How do health care professionals identify the condition?
A detailed medical history with questions about psoriasis in your family, will help your healthcare professional make a diagnosis. Patients with psoriasis may have other forms of arthritis, and the symptoms of psoriatic arthritis often look like other types of joint disease. This means that your doctor will probably do tests to rule out other diseases.
Blood studies will help rule out RA. (The RA test is usually not positive in patients with psoriatic arthritis.) Efforts are being made to find ways to identify psoriatic arthritis through a blood test. The presence of specific biologic elements called biomarkers (biologic evidence of disease) would make it possible to look for evidence of this disease before it progresses, or even before it starts. Psoriatic arthritis is common in people who test positive for HIV, the AIDS virus. As a precaution, your doctor may test your blood for HIV, especially if your symptoms are severe.
Physicians must also use other diagnostic tools such as X-rays, ultrasonography, and Magnetic Resonance Imaging (MRIs) in order to definitively diagnose psoriatic arthritis. Each one of these tests provides a little different information. For example, X-rays of affected joints will be studied both to rule out other diseases and to identify characteristics of psoriatic arthritis.

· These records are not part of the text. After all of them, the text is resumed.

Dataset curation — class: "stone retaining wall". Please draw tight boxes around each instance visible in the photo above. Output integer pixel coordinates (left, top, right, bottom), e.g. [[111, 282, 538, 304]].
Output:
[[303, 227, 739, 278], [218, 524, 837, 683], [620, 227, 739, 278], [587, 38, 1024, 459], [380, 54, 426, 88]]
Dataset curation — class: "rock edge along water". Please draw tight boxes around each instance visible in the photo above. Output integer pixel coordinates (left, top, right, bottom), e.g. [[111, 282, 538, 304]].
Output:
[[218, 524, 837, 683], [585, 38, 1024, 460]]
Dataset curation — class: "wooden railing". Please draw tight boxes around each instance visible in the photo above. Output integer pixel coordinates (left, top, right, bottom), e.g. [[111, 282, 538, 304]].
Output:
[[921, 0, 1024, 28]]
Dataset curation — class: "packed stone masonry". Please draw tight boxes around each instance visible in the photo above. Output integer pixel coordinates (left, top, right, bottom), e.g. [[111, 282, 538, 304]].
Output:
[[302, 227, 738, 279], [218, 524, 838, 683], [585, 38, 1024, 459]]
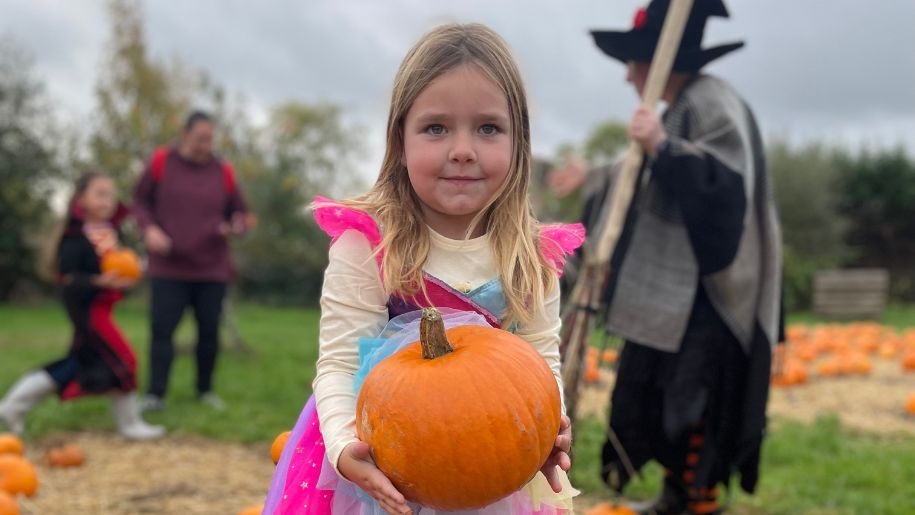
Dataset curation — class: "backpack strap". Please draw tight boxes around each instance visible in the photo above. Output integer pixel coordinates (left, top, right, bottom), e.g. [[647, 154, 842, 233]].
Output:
[[149, 147, 171, 182], [149, 147, 237, 195], [219, 159, 235, 195]]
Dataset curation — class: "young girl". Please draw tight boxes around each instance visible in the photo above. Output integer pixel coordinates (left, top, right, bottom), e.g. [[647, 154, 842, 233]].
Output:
[[264, 24, 584, 515], [0, 172, 165, 440]]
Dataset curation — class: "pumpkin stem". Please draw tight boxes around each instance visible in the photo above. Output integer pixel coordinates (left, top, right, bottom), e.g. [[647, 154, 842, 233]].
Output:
[[419, 308, 454, 359]]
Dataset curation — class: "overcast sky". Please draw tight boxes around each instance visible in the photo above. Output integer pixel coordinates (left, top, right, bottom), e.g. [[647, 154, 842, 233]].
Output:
[[0, 0, 915, 173]]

Ultrasonography, the use of sound waves to create a picture of what's going on inside, provides a better look at the whole package: bones, joints, and soft tissues. This diagnostic test is also noninvasive and does not expose the patient to any radiation. Ultrasound also has the ability to show small changes in the nails and early signs of inflammation in tendons and small joints.
MRIs can show bone marrow edema, tenosynovitis and early joint erosion. Tenosynovitis is the inflammation of the fluid-filled sheath (called the synovium) that surrounds a tendon. Unfortunately reliability is a problem with MRIs because what one examiner sees may not be the same as another observer. Changes in the small joints of the hands and feet don't show up well on MRIs like they do with ultrasonography.
One advantage MRIs do have over ultrasonography is the availability of whole body MRIs. By scanning the entire body, it is possible to identify areas of inflammation undetected by clinical examination.
Until blood studies are able to find biomarkers indicating the presence of psoriatic arthritis, physicians will have to continue to use a combination of different tests to diagnose the problem. The information these tests provide is important in determining treatment.